Ce deuxième dimanche de carême, le chanoine Tony Frison nous parlera de la Transfiguration. 

Retrouvez les deux premiers épisodes de la série à ce lien.

Portrait de l’auteur : le chanoine Tony Frison

Le Chanoine Tony Frison a été ordonné le 14 septembre 1991, à l’âge de 26 ans. Il a toujours exercé ses ministères dans la région bruxelloise. Tony fut d’abord vicaire à Notre-Dame de Laeken puis à Evere. Il est devenu ensuite responsable de l’UP de Laeken (qui n’avait pas sa forme actuelle). Sur le plan paroissial, aujourd’hui, sa principale tâche est celle de responsable des deux UP nééerlandophones de Bruxelles Nord-Est (Sint-Franciscus et Etterbeek-Woluwe).

En parallèle de ces missions, T. Frison a commencé à travailler au Centre pastoral de Bruxelles en 2000. Il collabore alors à différents services néerlandophones avant de devenir responsable de l’ensemble de la pastorale néerlandophone. En 2011, il devient Adjoint de l’évêque auxiliaire pour tout ce qui touche à la vie du Centre pastoral. Succédant à mgr Herman Cosijns, il s’occupe de la gestion technique et financière du vicariat et de la collaboration entre les services.

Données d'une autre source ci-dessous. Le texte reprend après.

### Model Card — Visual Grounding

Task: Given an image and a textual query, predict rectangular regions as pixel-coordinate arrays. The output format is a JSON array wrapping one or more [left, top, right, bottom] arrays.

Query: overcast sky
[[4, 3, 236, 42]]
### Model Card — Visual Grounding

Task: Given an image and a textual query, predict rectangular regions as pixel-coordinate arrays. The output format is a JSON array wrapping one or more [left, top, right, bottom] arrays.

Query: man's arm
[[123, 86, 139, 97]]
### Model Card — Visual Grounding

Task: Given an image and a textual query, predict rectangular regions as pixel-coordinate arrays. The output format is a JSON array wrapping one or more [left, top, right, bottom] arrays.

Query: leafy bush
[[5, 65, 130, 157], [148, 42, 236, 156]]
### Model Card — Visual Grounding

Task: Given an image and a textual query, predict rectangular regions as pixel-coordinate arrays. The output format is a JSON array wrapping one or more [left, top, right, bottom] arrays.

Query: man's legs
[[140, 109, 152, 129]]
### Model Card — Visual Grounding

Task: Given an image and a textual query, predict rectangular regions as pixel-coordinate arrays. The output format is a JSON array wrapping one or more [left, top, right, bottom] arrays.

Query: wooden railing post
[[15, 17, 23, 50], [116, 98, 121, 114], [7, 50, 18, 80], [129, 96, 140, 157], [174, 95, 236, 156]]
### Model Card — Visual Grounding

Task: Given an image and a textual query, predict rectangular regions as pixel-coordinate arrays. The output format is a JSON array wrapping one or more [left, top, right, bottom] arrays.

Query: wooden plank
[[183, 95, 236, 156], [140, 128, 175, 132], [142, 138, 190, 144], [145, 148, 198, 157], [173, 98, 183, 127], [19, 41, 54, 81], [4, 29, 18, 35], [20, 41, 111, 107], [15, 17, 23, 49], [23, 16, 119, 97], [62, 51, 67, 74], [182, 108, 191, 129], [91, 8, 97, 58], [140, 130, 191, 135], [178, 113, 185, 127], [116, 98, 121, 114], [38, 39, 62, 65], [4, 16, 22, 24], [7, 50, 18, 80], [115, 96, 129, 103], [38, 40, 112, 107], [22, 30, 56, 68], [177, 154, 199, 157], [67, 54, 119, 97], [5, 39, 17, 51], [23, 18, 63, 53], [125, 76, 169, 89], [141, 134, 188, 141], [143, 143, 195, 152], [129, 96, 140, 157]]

Le commentaire de l’évangile du dimanche 13 mars 

Évangile selon saint Luc, chapitre 9, versets 28b à 36

Le deuxième dimanche de Carême nous propose l’Évangile de la Transfiguration. Ce récit veut nous encourager alors que notre voyage dans le désert est encore à son début. Nous recevons déjà une image du Christ ressuscité et ainsi un avant-goût de Pâques. Jésus gravit le mont Thabor avec ses disciples préférés. Au sommet de la montagne, Il se met à prier. À ce moment, son visage et ses vêtements changent d’apparence.  Ils ne sont plus « humains », mais entrent dans l’ordre du divin. Jésus entre en dialogue avec Moïse et Élie, celui qui a donné la loi et l’un des principaux prophètes – « loi et prophètes » est la façon dont l’Evangile décrit l’Ancien Testament. Ils discutent de son départ qui allait s’accomplir à Jérusalem et donc de son chemin de croix.

Le chemin de la mort sur la croix apparaît comme n’étant pas un accident ou une erreur de calcul, mais explicitement prévu à l’avance. Il peut même être compris comme la synthèse de l’Ancien Testament. Dieu, qui est amour, n’a même pas voulu fuir l’amour quand ça fait mal (à cause d’une déception, d’une blessure, de sa propre faiblesse…). L’amour qui ne recule pas devant la souffrance : telle est la raison la plus profonde de la glorification de Jésus…

Pierre, Jean et Jacques ne peuvent pas encore saisir la profondeur de ce moment (la Pentecôte n’est pas encore achevée !) et s’endorment. En se réveillant, ils voient la glorification, mais pas ce qui se trouve derrière. Ils désirent s’accrocher à ce moment, mais devront suivre Jésus à Jérusalem. Ce n’est qu’alors qu’ils trouveront une glorification pérenne. C’est la voie à suivre pour tous les disciples.